Cenamos ensalada rusa y estofado a la Esterhazy en el Bohemian, casi sin hablarnos. Sin embargo, él insistió en que bebiéramos una botella de Borgoña espumoso, lo cual duplicó prácticamente el costo de la comida. El señor Czerny en persona ofició de camarero y cuando Duncan Forsythe depositó un reluciente billete azul de cinco libras sobre la mesa y le dijo que se guardara el cambio, casi se desmaya.
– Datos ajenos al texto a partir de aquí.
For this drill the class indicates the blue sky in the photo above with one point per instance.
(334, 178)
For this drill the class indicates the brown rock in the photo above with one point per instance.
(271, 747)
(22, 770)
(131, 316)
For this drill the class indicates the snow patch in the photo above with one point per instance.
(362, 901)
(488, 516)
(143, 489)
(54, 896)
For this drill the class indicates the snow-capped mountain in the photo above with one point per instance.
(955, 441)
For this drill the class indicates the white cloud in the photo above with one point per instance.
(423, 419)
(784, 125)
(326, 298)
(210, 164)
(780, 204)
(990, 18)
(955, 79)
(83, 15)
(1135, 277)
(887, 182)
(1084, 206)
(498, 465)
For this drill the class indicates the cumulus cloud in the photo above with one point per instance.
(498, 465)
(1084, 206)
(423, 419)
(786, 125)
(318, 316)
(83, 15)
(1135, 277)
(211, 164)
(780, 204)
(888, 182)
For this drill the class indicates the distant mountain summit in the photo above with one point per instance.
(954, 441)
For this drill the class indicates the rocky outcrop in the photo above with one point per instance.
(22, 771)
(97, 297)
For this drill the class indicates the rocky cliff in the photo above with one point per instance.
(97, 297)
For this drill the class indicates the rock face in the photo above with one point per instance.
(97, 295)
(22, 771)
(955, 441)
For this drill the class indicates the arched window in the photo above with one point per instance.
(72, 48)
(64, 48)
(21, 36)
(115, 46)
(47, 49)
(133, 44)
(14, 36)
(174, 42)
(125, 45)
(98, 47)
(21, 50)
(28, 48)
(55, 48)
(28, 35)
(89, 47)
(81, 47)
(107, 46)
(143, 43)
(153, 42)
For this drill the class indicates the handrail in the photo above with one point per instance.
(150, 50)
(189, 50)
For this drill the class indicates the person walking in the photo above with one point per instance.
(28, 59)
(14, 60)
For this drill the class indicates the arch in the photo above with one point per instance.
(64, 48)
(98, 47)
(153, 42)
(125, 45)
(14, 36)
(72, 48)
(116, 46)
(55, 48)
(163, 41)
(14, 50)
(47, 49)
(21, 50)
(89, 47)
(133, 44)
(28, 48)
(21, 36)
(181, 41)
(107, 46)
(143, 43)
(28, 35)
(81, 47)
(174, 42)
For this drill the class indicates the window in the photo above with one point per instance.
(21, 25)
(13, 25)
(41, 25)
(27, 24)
Caminamos de ida y vuelta. Cuando divisé la multitud en el colegio de señoritas St. Vincent, me lancé a cruzar la calle en diagonal sin preocuparme por el tráfico. Él me tomó del brazo para detenerme. El contacto me dio pánico. Retrocedí torpemente y, de pronto, me encontré atrapada entre un plátano a mis espaldas y él frente a mí. Sentí su respiración y después su boca, que se deslizaba por mi mejilla. Cerré los ojos, fui al encuentro de sus labios y me aferré a ellos con un ardiente placer, exacerbado por el temor que me provocaba el futuro.